Growing up in Bluff, Utah, Bear herded his grandparents’ sheep in the summers. His grandmother was a medicine lady and a weaver, and his grandfather was a crystal gazer, a man who prayed for help and healing for the people who came to him. They taught him “all about what life is.” His grandfather taught him about herbs and how to use them and how to pray to the spirits for help and guidance. Bear says he “used to get me up early in the morning” to take him to the rock formation that was beside their house. There, his grandfather taught him how to understand his dreams and how to communicate with the spirits. From his grandfather, Bear learned that “if you’re awake early in the morning praying, the spirits know you want something and they’ll give it.” It was a lesson about life that would carry him through the challenges he later faced.
As an adult, Bear went into the contracting business, building homes all over the area. After a while, he became sick and doctors told him his kidneys were failing. Bear started dialysis. Staying home, however, didn’t suit him. “I’m a person that can’t quit. I have to do something.” To begin with, Bear started walking, forcing himself to walk further and further each day. The challenge paid off and, though he still did needed to do dialysis, he went back to work.
The frustration of finding places to do his dialysis wherever he might be working soon taught him another life lesson: how to trust in when it was time to walk away.
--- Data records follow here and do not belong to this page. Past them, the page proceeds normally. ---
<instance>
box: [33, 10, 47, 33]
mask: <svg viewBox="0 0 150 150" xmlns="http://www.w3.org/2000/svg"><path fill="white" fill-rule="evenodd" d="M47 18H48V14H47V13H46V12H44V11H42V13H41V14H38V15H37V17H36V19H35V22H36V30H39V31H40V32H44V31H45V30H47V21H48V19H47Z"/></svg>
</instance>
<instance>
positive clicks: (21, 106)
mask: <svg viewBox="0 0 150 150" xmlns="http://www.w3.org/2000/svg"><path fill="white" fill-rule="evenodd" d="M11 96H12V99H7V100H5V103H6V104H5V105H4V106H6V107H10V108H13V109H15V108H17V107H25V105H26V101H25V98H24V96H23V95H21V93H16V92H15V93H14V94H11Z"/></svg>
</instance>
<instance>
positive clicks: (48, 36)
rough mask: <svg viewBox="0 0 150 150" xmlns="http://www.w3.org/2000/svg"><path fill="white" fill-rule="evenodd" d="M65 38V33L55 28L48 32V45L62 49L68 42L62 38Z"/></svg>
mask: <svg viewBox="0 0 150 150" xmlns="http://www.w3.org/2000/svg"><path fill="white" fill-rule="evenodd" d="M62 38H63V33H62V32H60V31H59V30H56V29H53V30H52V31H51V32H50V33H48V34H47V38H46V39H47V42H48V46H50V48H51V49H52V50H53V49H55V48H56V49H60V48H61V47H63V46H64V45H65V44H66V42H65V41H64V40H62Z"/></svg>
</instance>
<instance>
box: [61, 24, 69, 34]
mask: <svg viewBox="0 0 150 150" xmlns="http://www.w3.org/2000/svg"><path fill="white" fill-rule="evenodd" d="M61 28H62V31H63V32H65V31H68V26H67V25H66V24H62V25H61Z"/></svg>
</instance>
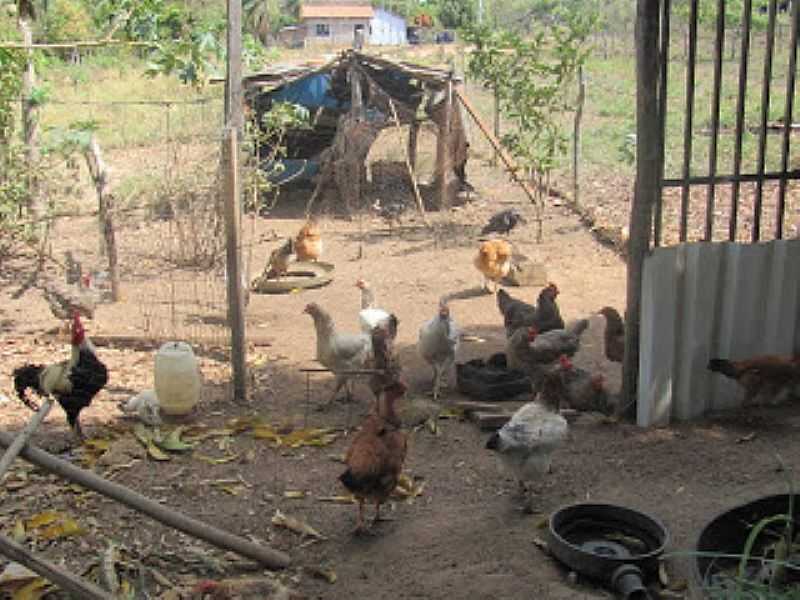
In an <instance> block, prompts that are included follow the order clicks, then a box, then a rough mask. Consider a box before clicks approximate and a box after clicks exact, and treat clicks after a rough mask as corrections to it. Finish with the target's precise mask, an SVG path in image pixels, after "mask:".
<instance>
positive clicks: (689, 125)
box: [678, 0, 699, 242]
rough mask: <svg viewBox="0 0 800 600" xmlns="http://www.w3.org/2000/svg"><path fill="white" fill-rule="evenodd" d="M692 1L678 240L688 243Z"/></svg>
mask: <svg viewBox="0 0 800 600" xmlns="http://www.w3.org/2000/svg"><path fill="white" fill-rule="evenodd" d="M698 1H699V0H691V4H690V8H689V56H688V58H687V63H686V106H685V108H684V121H683V169H682V178H683V185H682V186H681V215H680V225H679V227H678V239H679V240H680V241H681V242H685V241H686V236H687V232H688V229H689V227H688V223H689V177H690V176H691V170H692V139H693V126H694V90H695V79H696V77H695V74H696V67H697V3H698Z"/></svg>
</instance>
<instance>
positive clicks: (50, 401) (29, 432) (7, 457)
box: [0, 398, 53, 481]
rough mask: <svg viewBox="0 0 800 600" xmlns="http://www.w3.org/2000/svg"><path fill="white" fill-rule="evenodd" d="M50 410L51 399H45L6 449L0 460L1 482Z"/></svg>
mask: <svg viewBox="0 0 800 600" xmlns="http://www.w3.org/2000/svg"><path fill="white" fill-rule="evenodd" d="M51 408H53V399H52V398H45V400H44V402H42V405H41V406H40V407H39V410H37V411H36V414H35V415H33V417H31V420H30V421H28V422H27V424H26V425H25V427H23V429H22V431H20V432H19V434H18V435H17V437H16V438H14V441H13V442H12V443H11V445H10V446H9V447H8V448H7V449H6V452H5V454H3V457H2V458H0V481H2V480H3V477H4V476H5V473H6V471H7V470H8V468H9V467H10V466H11V463H13V462H14V459H15V458H17V456H19V453H20V451H21V450H22V448H23V447H24V446H25V444H26V443H27V441H28V440H29V439H30V438H31V436H32V435H33V434H34V432H35V431H36V430H37V429H39V425H41V424H42V421H44V420H45V417H47V414H48V413H49V412H50V409H51Z"/></svg>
Bear’s wife had gotten a job at Pojoaque Pueblo so they had moved there. Bear was doing dialysis in a clinic nearby, a place he felt lacked in both cleanliness and concern for the patients. During one session he walked out, saying he would not be back. Immediately after that, he got a 2:30am call from the Mayo Clinic, telling him he had twelve hours to get there because they had a kidney for him.
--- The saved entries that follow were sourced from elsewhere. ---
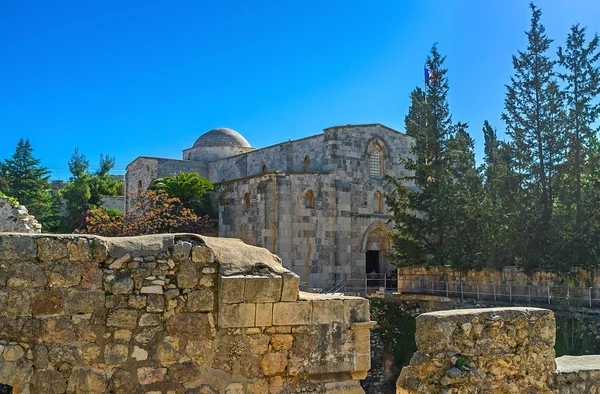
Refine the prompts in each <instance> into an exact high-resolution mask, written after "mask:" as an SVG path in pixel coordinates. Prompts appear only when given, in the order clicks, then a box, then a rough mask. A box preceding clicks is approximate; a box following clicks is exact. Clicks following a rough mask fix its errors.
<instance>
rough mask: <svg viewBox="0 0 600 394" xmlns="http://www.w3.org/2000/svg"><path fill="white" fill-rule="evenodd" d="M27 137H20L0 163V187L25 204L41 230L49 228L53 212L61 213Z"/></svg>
mask: <svg viewBox="0 0 600 394" xmlns="http://www.w3.org/2000/svg"><path fill="white" fill-rule="evenodd" d="M32 153H33V148H32V147H31V143H30V142H29V139H25V140H24V139H23V138H21V139H20V140H19V142H18V144H17V148H16V150H15V153H14V154H13V156H12V158H10V159H5V160H4V162H2V163H0V178H2V181H1V182H0V191H2V192H4V193H5V194H7V195H10V196H11V197H13V198H15V199H16V200H17V201H19V202H20V203H21V204H22V205H25V206H26V207H27V210H28V212H29V214H31V215H34V216H35V217H36V219H37V220H38V222H40V223H41V224H42V226H43V227H42V228H43V229H44V231H48V230H51V229H52V224H53V220H54V218H55V216H56V215H57V214H59V213H60V211H59V210H57V209H55V208H56V207H55V206H54V205H53V204H52V192H51V187H50V184H49V183H48V181H49V179H50V176H49V173H50V172H49V171H48V169H47V168H45V167H43V166H41V165H40V160H39V159H36V158H34V157H33V154H32Z"/></svg>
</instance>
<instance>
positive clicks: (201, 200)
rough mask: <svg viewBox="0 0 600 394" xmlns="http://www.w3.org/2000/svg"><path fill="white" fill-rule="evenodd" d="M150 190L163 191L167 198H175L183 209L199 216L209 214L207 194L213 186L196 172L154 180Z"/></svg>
mask: <svg viewBox="0 0 600 394" xmlns="http://www.w3.org/2000/svg"><path fill="white" fill-rule="evenodd" d="M150 189H151V190H164V191H165V192H167V194H168V195H169V197H172V198H176V199H178V200H179V201H180V203H181V205H182V206H183V207H185V208H188V209H191V210H193V211H194V212H196V213H197V214H199V215H203V214H210V213H211V209H210V201H208V194H207V192H209V191H212V190H214V186H213V185H212V183H210V182H209V181H208V180H207V179H205V178H203V177H201V176H200V175H199V174H198V173H197V172H188V173H184V172H183V171H180V172H179V174H173V175H169V176H166V177H164V178H158V179H155V180H154V181H153V182H152V184H151V185H150Z"/></svg>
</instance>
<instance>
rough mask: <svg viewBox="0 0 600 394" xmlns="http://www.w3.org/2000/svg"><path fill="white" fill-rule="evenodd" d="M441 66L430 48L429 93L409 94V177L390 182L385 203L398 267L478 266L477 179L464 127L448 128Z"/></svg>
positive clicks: (480, 194) (477, 190)
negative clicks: (409, 151)
mask: <svg viewBox="0 0 600 394" xmlns="http://www.w3.org/2000/svg"><path fill="white" fill-rule="evenodd" d="M444 60H445V57H443V56H442V55H441V54H440V53H439V52H438V50H437V47H436V46H435V45H434V46H433V48H432V50H431V54H430V55H429V56H428V58H427V68H428V69H429V70H430V72H431V73H432V74H433V75H434V79H433V80H432V81H430V82H429V83H428V89H427V91H423V90H421V89H419V88H416V89H415V90H414V91H413V92H412V94H411V105H410V107H409V111H408V115H407V116H406V118H405V125H406V132H407V134H408V135H410V136H412V137H413V138H414V139H415V141H414V144H413V148H412V152H411V153H412V155H411V157H408V158H401V160H402V161H403V164H404V166H405V167H406V169H407V170H409V171H410V172H411V174H410V175H408V176H406V177H403V178H394V177H388V180H389V181H390V184H391V186H392V190H393V191H392V193H391V194H389V195H386V201H387V204H388V207H389V210H390V212H391V213H392V217H393V221H394V231H393V232H392V234H391V239H392V242H393V244H394V252H393V255H392V258H393V259H394V261H395V263H396V264H397V265H445V264H452V265H455V266H457V267H462V268H468V267H471V266H479V265H481V264H482V262H481V259H480V253H479V250H480V246H479V245H480V244H481V239H480V229H479V226H480V222H479V221H478V218H479V217H480V215H481V209H482V206H481V193H482V185H481V177H480V174H479V172H478V171H477V169H476V168H475V158H474V154H473V141H472V139H471V138H470V136H469V135H468V133H467V131H466V129H467V125H466V124H464V123H457V124H454V125H453V124H452V117H451V115H450V111H449V107H448V102H447V95H448V89H449V85H448V80H447V78H446V73H447V70H446V69H445V68H444V67H443V63H444Z"/></svg>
The transplant freed Bear from dialysis but life wasn’t done putting new ideas in his path. He had gone to the Indian Market where he noticed a painter whose work he liked. During his conversation with the artist, the man told him to go and draw his own paintings. It was a challenge that Bear accepted. He created ten paintings, then took them to another artist from Cochiti for feedback. This man talked to him about shadowing and other techniques. Bear went back over his paintings using these new skills before taking them back to his friend for another evaluation. While he was there, buyers came in. He was able to sell two of his paintings to them. Thanks to his friend’s input on what the prices should be, Bear was able to sell them for far higher prices than he would have put on them himself.
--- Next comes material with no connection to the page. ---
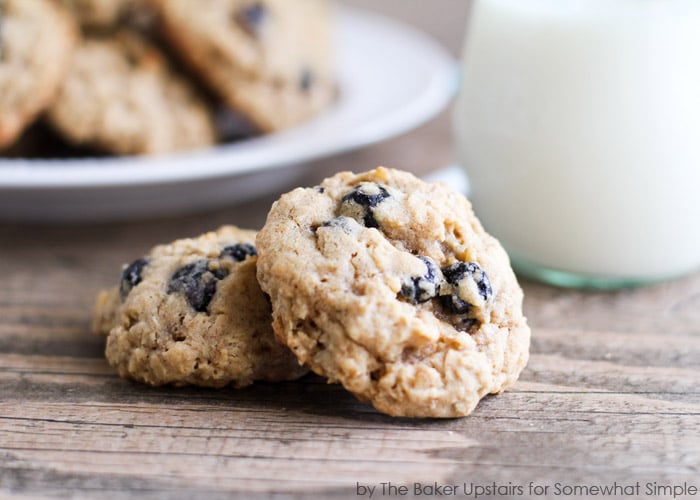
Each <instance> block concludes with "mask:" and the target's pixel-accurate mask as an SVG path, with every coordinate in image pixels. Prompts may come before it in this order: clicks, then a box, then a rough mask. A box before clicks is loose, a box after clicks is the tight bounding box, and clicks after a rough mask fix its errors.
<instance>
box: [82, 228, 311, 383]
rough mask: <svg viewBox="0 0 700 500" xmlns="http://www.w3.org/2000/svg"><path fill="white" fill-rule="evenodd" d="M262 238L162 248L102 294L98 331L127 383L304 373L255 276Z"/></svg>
mask: <svg viewBox="0 0 700 500" xmlns="http://www.w3.org/2000/svg"><path fill="white" fill-rule="evenodd" d="M254 239H255V233H254V232H253V231H246V230H241V229H237V228H235V227H232V226H224V227H222V228H220V229H219V230H217V231H216V232H210V233H207V234H204V235H203V236H200V237H199V238H196V239H183V240H178V241H175V242H174V243H172V244H168V245H161V246H157V247H155V248H154V249H153V250H152V251H151V252H150V253H149V254H148V255H147V256H145V257H143V258H140V259H137V260H135V261H133V262H132V263H131V264H129V265H128V266H126V267H125V268H124V269H123V271H122V275H121V282H120V284H119V286H118V287H115V288H113V289H111V290H109V291H104V292H101V293H100V294H99V296H98V298H97V304H96V306H95V311H94V317H93V330H94V331H95V332H96V333H99V334H103V335H107V346H106V349H105V354H106V357H107V360H108V361H109V363H110V364H111V365H112V366H114V367H116V368H117V369H118V370H119V374H120V375H121V376H122V377H125V378H130V379H134V380H137V381H140V382H145V383H147V384H151V385H161V384H174V385H186V384H192V385H199V386H207V387H222V386H225V385H228V384H232V385H234V386H236V387H243V386H246V385H249V384H251V383H252V382H253V381H254V380H267V381H280V380H292V379H296V378H298V377H300V376H301V375H303V374H304V373H305V372H306V369H305V368H303V367H301V366H300V365H299V363H298V362H297V360H296V358H295V357H294V355H293V354H292V353H291V352H289V350H288V349H287V348H286V347H284V346H282V345H280V344H278V343H277V342H276V340H275V337H274V334H273V332H272V326H271V321H272V320H271V316H270V305H269V303H268V300H267V298H266V297H265V295H264V294H263V293H262V291H261V290H260V287H259V286H258V283H257V281H256V278H255V270H256V269H255V267H256V261H257V256H256V250H255V246H254Z"/></svg>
While he worked on his painting skills, another friend signed him up for a silversmithing class. This opened another door for Bear’s artistic skills. Today he works to create not only pieces of beauty, but items that reflect the world as he sees it. He uses some of his grandmother’s weaving designs along with his visions of the landscape to create the jewelry he sells. The pieces are tangible representations of the long journey life has taken him on. Through his art, Bear is leaving his story for the world to remember, a story of strength and spirituality that the world today needs.